Secretive ICO Team

The Satis Group provides end-to-end ICO advisory services including offering structuring, legal, tax and accounting advice coordination, smart contract creation and investor outreach & marketing community management. According to their analysis of ICO quality:

…approximately 81% of ICO’s were scams, ~6% failed, ~5% had “gone dead”, and ~8% went on to trade on an exchange…

Is it possible that 81% of ICOs are exit scams:

…practice by unethical cryptocurrency promoters who vanish with investors’ money during or after an ICO…

Or, is any project with unrealistic goals really a type of an “honest” scam?

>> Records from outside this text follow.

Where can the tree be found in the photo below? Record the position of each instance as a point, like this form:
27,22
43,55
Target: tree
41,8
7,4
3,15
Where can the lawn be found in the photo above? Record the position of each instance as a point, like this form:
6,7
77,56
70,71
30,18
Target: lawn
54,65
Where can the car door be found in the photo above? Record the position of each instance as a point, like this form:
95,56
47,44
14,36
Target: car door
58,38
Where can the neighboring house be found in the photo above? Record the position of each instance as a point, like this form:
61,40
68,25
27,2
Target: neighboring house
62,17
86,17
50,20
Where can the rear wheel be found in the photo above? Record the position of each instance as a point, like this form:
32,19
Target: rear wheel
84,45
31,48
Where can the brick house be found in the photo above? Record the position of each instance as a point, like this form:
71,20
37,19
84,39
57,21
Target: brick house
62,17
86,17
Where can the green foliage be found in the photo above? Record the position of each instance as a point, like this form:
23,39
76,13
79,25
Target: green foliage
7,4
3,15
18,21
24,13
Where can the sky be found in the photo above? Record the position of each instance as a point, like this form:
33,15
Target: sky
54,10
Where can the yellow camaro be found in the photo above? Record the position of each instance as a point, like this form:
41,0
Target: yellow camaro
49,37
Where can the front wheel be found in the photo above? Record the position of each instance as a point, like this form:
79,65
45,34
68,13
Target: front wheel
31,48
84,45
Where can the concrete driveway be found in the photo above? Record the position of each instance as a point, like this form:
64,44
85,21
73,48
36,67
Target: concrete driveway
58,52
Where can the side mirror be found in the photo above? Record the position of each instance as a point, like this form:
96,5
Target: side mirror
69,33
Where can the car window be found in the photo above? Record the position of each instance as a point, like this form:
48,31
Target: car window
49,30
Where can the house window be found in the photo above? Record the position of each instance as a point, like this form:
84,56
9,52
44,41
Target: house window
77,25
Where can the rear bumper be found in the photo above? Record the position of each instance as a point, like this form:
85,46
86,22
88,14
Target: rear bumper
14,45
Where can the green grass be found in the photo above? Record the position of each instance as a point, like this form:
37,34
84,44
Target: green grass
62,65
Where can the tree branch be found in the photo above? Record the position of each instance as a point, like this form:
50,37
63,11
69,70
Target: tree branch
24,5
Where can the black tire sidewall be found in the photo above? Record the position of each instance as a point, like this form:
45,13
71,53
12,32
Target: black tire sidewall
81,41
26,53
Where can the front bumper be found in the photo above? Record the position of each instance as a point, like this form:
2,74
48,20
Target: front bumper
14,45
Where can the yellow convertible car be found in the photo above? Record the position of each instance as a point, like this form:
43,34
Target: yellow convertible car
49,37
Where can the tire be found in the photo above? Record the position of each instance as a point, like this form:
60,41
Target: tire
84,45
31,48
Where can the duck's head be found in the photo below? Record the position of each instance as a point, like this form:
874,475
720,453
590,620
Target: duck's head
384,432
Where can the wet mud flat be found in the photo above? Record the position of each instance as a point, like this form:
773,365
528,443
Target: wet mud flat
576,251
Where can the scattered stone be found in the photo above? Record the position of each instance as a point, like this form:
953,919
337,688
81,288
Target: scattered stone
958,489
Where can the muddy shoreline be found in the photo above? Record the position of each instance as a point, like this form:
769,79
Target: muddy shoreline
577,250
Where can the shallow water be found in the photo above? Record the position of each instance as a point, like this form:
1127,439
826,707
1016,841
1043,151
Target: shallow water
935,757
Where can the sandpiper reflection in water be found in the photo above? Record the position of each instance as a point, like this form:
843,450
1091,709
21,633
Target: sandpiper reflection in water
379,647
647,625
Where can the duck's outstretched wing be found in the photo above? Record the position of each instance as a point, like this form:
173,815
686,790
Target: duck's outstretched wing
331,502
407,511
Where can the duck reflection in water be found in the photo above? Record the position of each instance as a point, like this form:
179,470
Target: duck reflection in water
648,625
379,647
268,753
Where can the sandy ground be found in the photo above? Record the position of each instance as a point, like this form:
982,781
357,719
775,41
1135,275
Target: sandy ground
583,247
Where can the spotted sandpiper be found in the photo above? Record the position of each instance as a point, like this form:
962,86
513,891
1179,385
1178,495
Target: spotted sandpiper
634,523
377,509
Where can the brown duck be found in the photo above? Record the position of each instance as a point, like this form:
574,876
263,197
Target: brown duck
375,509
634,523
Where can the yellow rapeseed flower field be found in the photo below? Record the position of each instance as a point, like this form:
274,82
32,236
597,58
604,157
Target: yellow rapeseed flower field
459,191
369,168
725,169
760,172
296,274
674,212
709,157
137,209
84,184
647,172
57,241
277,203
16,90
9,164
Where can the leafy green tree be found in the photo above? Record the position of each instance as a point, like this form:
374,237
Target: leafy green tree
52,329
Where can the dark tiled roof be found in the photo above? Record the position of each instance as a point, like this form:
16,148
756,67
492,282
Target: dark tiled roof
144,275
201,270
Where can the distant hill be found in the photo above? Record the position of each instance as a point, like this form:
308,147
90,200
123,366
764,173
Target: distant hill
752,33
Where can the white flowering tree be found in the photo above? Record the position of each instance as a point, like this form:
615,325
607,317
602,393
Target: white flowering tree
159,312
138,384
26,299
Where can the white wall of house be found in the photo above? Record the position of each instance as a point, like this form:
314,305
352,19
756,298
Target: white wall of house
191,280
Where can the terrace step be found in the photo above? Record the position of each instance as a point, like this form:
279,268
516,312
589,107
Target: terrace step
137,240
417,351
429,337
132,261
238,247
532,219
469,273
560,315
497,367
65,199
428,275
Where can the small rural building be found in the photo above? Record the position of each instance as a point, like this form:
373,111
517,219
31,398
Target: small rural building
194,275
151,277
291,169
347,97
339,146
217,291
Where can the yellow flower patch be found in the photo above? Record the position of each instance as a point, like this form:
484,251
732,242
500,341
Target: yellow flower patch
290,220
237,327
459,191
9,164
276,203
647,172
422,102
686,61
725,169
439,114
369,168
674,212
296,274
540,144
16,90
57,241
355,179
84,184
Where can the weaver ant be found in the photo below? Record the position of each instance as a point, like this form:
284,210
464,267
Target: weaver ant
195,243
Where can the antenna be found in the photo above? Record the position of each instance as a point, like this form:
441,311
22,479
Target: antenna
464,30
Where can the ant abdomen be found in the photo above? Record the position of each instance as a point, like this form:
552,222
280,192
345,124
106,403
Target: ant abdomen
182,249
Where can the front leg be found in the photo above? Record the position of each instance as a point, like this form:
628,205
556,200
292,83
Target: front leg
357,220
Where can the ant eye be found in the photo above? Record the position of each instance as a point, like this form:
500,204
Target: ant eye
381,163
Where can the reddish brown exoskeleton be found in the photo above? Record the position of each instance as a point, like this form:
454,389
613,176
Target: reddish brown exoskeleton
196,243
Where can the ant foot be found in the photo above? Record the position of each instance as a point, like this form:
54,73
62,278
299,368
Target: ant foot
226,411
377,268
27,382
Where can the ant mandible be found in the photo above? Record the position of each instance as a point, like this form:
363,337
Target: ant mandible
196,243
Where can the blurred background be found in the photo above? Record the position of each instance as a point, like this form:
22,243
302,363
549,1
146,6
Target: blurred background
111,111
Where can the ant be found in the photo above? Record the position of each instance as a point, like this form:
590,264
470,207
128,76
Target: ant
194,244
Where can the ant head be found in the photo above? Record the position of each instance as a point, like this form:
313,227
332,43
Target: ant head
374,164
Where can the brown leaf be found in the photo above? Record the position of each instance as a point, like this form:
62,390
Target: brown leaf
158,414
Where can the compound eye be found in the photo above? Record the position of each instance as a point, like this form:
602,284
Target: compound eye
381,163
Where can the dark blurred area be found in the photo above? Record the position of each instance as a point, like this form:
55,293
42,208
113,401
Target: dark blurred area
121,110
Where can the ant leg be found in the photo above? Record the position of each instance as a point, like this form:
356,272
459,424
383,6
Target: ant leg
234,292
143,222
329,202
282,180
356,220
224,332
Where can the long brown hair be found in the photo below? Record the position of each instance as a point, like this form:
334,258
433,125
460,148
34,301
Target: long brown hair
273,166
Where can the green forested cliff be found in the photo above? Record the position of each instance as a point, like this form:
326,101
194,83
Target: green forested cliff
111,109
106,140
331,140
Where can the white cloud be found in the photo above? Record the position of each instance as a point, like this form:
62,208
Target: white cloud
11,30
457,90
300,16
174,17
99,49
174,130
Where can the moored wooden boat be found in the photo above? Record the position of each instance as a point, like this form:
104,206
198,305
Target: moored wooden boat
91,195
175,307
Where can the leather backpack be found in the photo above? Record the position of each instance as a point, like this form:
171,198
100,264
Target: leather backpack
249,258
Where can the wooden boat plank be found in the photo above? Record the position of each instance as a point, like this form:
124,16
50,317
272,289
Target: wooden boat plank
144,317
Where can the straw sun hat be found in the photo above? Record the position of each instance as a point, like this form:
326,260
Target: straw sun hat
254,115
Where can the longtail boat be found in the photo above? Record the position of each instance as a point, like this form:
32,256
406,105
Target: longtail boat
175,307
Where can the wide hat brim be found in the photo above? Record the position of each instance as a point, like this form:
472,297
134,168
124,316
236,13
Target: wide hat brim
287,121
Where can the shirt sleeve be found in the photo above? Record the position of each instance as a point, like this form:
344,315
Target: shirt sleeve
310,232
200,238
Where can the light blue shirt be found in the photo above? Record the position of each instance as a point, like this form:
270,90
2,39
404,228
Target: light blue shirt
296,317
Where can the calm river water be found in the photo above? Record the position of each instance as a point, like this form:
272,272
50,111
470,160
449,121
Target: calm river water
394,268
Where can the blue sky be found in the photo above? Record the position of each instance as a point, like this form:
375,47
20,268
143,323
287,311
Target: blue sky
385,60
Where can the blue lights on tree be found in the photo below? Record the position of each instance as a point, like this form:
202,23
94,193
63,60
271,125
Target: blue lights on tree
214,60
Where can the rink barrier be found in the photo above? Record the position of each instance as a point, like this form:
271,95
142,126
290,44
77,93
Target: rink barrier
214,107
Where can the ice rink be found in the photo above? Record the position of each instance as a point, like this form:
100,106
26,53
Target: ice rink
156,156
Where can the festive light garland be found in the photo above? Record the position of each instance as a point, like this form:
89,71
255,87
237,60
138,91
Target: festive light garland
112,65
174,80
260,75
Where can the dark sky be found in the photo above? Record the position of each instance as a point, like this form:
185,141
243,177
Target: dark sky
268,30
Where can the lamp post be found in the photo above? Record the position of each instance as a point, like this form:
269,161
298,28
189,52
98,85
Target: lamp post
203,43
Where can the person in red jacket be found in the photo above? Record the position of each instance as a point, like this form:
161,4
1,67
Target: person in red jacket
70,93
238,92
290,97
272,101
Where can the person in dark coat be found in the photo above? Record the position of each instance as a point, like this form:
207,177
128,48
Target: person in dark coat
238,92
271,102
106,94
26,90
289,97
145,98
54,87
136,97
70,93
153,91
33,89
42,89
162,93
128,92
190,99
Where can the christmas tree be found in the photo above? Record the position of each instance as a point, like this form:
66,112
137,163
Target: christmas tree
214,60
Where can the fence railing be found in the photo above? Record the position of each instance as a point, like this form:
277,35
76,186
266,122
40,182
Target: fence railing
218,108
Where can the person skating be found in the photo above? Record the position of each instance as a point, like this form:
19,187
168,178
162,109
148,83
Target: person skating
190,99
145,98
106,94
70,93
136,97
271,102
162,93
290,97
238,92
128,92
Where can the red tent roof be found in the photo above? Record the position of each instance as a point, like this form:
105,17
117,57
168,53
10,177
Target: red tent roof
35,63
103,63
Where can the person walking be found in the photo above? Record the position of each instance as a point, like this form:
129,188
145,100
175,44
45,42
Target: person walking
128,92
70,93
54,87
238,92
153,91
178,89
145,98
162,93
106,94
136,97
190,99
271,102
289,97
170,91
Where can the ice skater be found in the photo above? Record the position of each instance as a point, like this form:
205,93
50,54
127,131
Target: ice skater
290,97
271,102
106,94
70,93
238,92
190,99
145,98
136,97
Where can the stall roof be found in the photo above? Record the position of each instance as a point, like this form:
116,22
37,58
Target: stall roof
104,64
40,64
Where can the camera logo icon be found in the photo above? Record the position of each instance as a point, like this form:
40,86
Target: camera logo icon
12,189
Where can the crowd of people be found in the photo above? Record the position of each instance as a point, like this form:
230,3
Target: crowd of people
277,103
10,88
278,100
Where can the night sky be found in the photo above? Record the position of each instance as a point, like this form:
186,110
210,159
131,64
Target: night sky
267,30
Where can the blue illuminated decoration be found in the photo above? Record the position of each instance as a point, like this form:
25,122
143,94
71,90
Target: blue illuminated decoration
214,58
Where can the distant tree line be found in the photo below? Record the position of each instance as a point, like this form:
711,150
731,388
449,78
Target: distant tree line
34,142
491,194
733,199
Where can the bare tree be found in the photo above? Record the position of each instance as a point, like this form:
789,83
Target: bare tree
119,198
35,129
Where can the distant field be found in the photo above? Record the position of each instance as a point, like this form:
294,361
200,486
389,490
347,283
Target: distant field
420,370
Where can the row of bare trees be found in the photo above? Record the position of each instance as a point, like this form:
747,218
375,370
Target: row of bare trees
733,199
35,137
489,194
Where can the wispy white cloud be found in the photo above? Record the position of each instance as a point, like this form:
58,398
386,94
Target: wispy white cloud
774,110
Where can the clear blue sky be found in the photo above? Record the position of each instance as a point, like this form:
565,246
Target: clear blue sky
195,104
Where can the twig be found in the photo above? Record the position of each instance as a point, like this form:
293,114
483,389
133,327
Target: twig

What if the team does want to “do good” and they are better marketers than they are able to formulate and then build solutions which are suited for implementation on the blockchain?

How would we even know if the ICO team is just too optimistic or even slightly delusional about their project?

Short Answer:

No way to know for sure.

Actual Answer: It’s All In Our Heads Anyway

Luckily, we do know the psychology behind marketing techniques utilized by some ICO teams to get more financial backing than their project is worth.

Are you susceptible to social proof: a psychological and social phenomenon where people assume the actions of others in an attempt to reflect correct behavior in a given situation (wiki).

How about your resistance to the bandwagon effect: a psychological phenomenon in which people do something primarily because other people are doing it, regardless of their own beliefs, which they may ignore or override (wiki).

Of course, let’s not forget that the real is the “enemy” is FOMO: a pervasive apprehension that others might be having rewarding experiences from which one is absent (wiki).

All They Can Gain is Your Money

What would prevent an ICO team from pursuing the following course of action:

  1. Come up with an “ok” idea and product to use the blockchain
  2. Get 100 wallets that are controlled by the team
  3. Do KYC for the members of the team
  4. Buy into the ICO from the 100 wallets
  5. “Scream” everywhere: OMG people look our ICO is blowing up and we have a 100 backers already…social proofget on the bandwagon to the moonFOMO
  6. Hope that others will FOMO the hell and then do the KYC and buy into the ICO…

Worst case scenario is that their only backers are their own wallets and they lose their $$ for the website and gas. But the team can keep the ETH from the 100 wallets that were theirs anyway.

Best case is that many new people “fall” for their “ok” project and fund their work because they fell under the influence of the “psycinfo warfare”.

As far as the authorities and lack of regulations: they would have KYC docs for each participant at all times.

In today’s ICO ecosystem, there are no filling & prospectus regulations akin to SEC’s requirements for IPOs. Moreover, small anonymous investors are not in the position to get insight into ICO team’s finances like the VC investors get from startups.

If some ICO teams are exaggerating funding, then the last “line” of defense are the exchanges. They could demand to see the KYC docs before listing a new coin. This review would confirm that the team is NOT “pumping” their own ICO and would justify exchange listing fees.

Before It Is Too Late for Your Money

Check the ICO pages on Reddit.com, Medium.com and on their blog: no comments means no real interest and claims of participation could be “fake”.